In a one-on-one interview with Buttars, Farm Equipment asked him for his views on how things will be shaking out for ag machinery dealers.
“I see a rapid consolidation of dealers. John Deere pretty much set the tone when it issued a corporate edict that dealers will have so many locations and achieving a prescribed amount in sales volume. Then they set about to force the issue.
“From the manufacturers’ point of view, I can see much of what they’re doing with dealers makes sense. From my position as a multi-store dealer, I can also see how the economy of scale makes sense.
“For these reasons, I think that it’s going to be really hard for a single-store dealer to survive, regardless of brand. At the same time, there are some agricultural areas that need and can support a single-store dealer. I think the manufacturers are making the mistake of purposefully taking out dealers in single locations. I believe that natural attrition will sort out the market.
“We have dealer agreements, not franchise rights. We realize this, but it’s the individual dealers that know whether they can sustain the business or not. One thing we know for sure is that farmers are not willing to drive 200 or 300 miles for service.
“The main reason manufacturers like larger dealers is that they seem to have a little more experience and resource to take care of problems themselves. A smaller dealer may have to call on the manufacturer’s service center to help them with some problems, but that’s not always true.
“In our case, we’ve sold a lot of balers during the past 20 years. Any problem that happens on the baler, there’s a very good chance that we’ve seen it, we’ve dealt with it, and we know the fastest and the best way to correct that problem. So as a larger dealer we have a service advantage.
“I hate to see smaller single-store dealers disappear. I believe they definitely have their place. Most of the dealerships we’ve acquired have been single-store dealers.
"We’ve never gone in and taken them over in a hostile fashion, nor do we have AGCO bullying them into getting out of the business. I think that it’s just going to be a natural process and it’s going to take a while. In the end, I believe there will still be a lot of single store survivors.”
How Agri-Service Grew
Since it was founded by Buttars in 1990, Agri-Service has been on the grow.
Today, the dealership encompasses 8-store locations with AGCO-branded products as its major line of equipment. Today, it’s the largest AGCO dealer in North America. It was a multi-store dealership before multi-store dealerships were fashionable.
“All of our additions were existing, single-store dealers that, for some reason, wanted to get out of the business. We didn’t wrench any of those stores away from their owners in a hostile fashion,” says Buttars.
Here’s a timeline for how Agri-Service has expanded during the past 19 years.

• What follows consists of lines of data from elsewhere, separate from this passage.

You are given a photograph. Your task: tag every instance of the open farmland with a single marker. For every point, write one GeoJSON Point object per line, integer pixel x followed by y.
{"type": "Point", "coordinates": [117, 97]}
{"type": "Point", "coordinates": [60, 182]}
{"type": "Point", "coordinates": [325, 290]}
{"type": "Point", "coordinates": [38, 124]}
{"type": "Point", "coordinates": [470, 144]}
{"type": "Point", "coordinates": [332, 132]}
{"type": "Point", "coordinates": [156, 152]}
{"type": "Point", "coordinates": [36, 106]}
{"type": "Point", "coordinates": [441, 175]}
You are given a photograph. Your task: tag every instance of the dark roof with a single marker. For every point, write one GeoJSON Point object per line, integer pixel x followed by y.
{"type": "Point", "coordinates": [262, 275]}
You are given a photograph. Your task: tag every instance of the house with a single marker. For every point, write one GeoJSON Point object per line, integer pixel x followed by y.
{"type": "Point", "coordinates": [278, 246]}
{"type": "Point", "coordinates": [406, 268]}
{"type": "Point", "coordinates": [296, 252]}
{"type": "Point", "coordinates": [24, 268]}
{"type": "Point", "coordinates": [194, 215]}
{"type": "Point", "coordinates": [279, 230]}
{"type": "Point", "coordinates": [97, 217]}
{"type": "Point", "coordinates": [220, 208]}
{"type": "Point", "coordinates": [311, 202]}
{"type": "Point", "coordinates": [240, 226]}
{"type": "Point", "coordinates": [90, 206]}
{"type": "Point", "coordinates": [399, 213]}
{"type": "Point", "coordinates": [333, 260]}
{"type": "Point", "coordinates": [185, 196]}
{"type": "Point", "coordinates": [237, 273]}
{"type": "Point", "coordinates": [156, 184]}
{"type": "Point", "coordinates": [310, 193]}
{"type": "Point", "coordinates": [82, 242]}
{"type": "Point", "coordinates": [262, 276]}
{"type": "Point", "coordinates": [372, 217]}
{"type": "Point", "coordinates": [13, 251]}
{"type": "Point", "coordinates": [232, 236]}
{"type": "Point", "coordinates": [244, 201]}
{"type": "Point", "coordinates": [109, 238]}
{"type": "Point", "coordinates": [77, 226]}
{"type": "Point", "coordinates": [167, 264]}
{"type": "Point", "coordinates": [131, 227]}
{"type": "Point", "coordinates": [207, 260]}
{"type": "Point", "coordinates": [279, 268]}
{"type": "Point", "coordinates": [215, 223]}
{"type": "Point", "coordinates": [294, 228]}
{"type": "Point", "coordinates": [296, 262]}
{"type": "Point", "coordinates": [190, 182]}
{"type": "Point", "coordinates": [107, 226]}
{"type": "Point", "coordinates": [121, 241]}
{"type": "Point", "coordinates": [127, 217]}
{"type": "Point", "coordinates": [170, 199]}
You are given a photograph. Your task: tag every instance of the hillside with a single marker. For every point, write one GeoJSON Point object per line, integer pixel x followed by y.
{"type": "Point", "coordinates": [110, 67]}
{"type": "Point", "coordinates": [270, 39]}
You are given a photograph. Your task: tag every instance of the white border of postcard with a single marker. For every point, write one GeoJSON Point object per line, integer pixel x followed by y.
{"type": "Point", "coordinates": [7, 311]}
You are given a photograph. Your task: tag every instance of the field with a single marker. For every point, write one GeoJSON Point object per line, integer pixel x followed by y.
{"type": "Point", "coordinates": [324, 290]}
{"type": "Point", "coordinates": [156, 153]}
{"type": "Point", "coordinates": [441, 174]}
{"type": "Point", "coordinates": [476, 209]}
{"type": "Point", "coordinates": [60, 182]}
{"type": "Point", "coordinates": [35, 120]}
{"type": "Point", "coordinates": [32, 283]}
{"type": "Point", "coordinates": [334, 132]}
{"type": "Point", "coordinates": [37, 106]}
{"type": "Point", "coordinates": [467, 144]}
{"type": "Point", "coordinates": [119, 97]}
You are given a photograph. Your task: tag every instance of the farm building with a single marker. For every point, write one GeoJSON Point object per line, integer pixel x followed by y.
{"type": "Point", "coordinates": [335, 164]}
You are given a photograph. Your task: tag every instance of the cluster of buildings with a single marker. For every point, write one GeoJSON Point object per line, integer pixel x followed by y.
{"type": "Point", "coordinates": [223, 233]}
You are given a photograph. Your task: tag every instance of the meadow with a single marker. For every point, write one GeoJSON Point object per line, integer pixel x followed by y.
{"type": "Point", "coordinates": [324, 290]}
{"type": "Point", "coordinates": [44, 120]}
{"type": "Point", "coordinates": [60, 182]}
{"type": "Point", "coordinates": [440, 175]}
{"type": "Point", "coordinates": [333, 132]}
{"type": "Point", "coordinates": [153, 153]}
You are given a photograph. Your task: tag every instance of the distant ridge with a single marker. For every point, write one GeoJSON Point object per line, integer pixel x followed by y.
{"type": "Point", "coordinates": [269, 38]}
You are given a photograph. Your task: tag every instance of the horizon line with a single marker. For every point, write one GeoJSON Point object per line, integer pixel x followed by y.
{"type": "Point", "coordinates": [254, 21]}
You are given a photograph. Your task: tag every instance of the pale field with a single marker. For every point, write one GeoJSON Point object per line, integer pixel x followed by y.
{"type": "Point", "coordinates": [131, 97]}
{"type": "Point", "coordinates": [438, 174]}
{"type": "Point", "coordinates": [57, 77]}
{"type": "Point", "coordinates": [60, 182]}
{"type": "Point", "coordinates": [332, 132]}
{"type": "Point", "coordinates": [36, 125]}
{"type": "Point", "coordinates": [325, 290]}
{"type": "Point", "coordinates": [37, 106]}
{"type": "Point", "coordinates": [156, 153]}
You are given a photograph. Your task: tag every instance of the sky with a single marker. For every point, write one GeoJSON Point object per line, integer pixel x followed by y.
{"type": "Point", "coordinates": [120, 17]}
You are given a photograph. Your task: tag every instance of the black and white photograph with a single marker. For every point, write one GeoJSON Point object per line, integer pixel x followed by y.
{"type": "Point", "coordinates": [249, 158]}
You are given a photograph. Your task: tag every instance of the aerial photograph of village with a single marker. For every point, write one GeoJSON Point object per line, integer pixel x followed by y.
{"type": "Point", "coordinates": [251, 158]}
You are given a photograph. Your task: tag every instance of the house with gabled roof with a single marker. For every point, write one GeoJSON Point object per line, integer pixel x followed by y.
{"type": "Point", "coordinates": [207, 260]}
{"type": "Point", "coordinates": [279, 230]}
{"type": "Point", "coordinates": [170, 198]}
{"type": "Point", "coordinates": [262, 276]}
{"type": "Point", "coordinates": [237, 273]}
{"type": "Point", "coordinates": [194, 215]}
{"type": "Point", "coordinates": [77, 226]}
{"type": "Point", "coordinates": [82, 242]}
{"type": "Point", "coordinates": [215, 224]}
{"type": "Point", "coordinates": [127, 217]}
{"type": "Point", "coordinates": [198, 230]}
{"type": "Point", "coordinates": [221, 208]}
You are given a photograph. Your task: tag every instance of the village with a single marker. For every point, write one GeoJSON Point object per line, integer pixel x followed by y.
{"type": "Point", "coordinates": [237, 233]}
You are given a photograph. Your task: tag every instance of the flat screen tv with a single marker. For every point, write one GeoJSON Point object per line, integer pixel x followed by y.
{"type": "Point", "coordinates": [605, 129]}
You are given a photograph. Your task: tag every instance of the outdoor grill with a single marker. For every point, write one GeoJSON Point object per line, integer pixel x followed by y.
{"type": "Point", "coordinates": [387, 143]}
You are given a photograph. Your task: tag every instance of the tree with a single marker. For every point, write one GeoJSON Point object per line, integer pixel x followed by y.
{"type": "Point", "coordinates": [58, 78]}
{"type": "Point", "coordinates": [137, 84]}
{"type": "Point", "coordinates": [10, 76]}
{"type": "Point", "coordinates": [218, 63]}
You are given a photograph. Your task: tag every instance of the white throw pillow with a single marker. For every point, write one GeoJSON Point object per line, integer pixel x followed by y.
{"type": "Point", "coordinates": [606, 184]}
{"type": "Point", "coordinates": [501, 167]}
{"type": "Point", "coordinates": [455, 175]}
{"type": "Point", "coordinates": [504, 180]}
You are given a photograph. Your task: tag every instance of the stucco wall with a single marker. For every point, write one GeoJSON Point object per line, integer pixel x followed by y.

- 1990 — Cleve Buttars acquires the Hesston agricultural equipment franchise in Twin Falls, Idaho, along with an outlet in Elko, Nev. First-year sales were $2.7 million, growing to $4.3 million in 1992.
- 1993 — Agri-Service acquires Andy and Bobs Equipment and opened an additional branch in Buhl, Idaho. Later in the year, it acquires a Massey Ferguson dealership in Burley, Idaho. Sales rise to $8.9 million by year-end.
- 1995 — Agri-Service opens a dealership in Eltopia (Pasco), Wash.
- 1997 — The dealership acquires Nyssa Implement in Nyssa, Ore. The Washington and Oregon stores are operated as Agri-Service Northwest. Sales for the combine businesses exceeded $33 million.
- 2000 — The Washington store is sold to former managing partner, Monte Buttars.
- 2003 — Agri-Service acquires a dealership in Weiser, Idaho.
- 2005 — Agri-Service acquires an AGCO dealership in St. Anthony, Idaho.
- 2006 — Sales for the year reach $46 million.
- 2008 — Buttars makes his largest acquisition, purchasing Simmons Equipment in Terreton, Idaho, which also included an Ace True-Value hardware store. Sales exceed $74 million by the end of 2008.
Employees Oversee Agri-Service Benefit Fund
This includes promotional programs and how donations are handled.
“We have an Employee Benefit Fund and each store has a representative on the fund, and they determine where the donations that we as a corporation make will go,” says Buttars.
The fund not only oversees donations to charitable causes, but it’s active in local events and the sponsorship of programs and fundraising efforts that employee’s children are involved with. Much of the fund’s support comes from the employees who, on voluntary basis, contribute $50 per year.
In some cases, it’s used for co-workers that need help with an insurance deductible or if they’ve had a family incident or tragedy. The fund has also makes personal loans on a need basis.